Meles Zenawi, l’allié incontournable
Sans doute sait-il aussi que le Front révolutionnaire et démocratique des peuples d’Ethiopie (EPRDF), parti au pouvoir depuis 1991 et qui a largement remporté le scrutin, ne plierait à aucune pression, qu’elle soit légale ou non, nationale ou internationale. Selon des résultats officiels partiels portant sur 536 circonscriptions – les résultats définitifs doivent être publiés le 21 juin -, le Medrek n’a gagné qu’un seul siège sur 547, tandis que le parti de Meles Zenawi en a conquis 499, plusieurs partis alliés de ce dernier en remportant 36.
« Ils ont le droit de protester ou de rejeter les résultats, tant qu’ils n’enfreignent pas la loi », a reconnu le Premier ministre, qui n’a évidemment pas intérêt à ternir son image vis à vis de ses alliés. Mais il se sait en position de force, étant un partenaire incontournable des occidentaux dans la Corne de l’Afrique pour contenir la fièvre islamiste.
Les Etats-Unis affichent ainsi un soutien de façade à l’opposition, estimant, par la voix du secrétaire d’Etat adjoint aux affaires africaines, Johnnie Carson, que « les élections ne présentaient pas les normes internationales. » requises.
Le chef de la mission d’observation de l’UE, Thijs Berman, arbore une mine contrite, le 25 mai à Addis Abeba (AFP).

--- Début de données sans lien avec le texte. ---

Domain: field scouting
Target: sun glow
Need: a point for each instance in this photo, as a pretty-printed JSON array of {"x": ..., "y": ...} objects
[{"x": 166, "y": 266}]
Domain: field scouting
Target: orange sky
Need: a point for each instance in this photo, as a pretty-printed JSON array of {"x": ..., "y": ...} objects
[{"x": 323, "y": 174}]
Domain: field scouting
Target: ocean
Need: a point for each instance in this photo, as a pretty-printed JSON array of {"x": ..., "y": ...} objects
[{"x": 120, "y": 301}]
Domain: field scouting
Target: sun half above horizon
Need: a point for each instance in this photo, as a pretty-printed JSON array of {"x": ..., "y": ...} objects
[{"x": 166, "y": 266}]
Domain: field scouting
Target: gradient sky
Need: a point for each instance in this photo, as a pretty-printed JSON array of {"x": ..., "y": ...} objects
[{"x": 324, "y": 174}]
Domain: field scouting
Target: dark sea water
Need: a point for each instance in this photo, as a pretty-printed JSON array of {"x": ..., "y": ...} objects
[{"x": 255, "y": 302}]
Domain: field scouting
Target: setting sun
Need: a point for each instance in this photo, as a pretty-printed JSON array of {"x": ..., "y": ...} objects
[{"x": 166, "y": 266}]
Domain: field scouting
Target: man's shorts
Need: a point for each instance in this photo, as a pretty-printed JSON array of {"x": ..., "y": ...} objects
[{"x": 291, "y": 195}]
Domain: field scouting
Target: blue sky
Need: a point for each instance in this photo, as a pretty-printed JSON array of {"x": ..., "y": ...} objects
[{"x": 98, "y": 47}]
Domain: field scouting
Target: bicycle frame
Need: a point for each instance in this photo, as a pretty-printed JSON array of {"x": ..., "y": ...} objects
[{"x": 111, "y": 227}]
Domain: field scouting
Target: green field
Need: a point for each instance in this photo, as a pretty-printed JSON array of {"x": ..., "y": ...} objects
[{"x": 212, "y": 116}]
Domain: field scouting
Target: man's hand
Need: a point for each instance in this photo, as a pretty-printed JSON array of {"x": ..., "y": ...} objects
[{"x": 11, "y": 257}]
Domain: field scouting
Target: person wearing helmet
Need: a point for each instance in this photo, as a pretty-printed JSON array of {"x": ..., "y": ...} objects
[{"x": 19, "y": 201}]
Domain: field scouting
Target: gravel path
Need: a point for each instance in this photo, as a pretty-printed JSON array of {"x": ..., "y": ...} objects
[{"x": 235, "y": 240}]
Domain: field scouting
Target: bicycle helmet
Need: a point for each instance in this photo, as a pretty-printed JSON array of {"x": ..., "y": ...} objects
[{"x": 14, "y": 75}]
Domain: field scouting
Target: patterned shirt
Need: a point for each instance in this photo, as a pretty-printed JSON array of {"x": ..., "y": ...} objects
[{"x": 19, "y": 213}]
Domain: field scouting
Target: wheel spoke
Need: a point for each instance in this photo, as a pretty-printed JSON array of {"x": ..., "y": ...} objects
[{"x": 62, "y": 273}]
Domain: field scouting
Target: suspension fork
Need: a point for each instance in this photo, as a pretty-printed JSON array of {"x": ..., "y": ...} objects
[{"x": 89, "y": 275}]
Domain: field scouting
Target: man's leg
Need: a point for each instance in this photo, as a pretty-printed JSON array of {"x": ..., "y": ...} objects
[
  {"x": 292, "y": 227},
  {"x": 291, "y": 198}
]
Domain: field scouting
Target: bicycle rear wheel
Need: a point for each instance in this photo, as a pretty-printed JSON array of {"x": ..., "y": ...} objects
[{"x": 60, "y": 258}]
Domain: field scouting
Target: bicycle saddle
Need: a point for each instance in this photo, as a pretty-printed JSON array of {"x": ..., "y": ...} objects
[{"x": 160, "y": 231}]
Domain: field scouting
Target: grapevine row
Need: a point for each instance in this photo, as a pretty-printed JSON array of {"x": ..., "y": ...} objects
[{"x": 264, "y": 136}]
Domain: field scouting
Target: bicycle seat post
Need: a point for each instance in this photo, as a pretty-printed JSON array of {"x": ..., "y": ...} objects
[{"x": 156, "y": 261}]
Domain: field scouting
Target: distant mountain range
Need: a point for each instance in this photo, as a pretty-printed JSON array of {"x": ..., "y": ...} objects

Quant aux observateurs de l’Union européenne (UE), ils ont été plus explicites. « Le processus électoral n’a pas été à la hauteur d’un certain nombre de normes internationales, en particulier en matière de transparence et en raison de l’absence de conditions équitables pour toutes les parties », selon leur rapport intérimaire. Mais la haute représentante de l’UE pour les Affaires étrangères, Catherine Ashton, a exprimé une position officielle beaucoup plus conciliante, en se félicitant mardi du « déroulement pacifique » du scrutin. La France, enfin, a salué mercredi « l’efficacité » de la commission électorale. C’est bien le moins…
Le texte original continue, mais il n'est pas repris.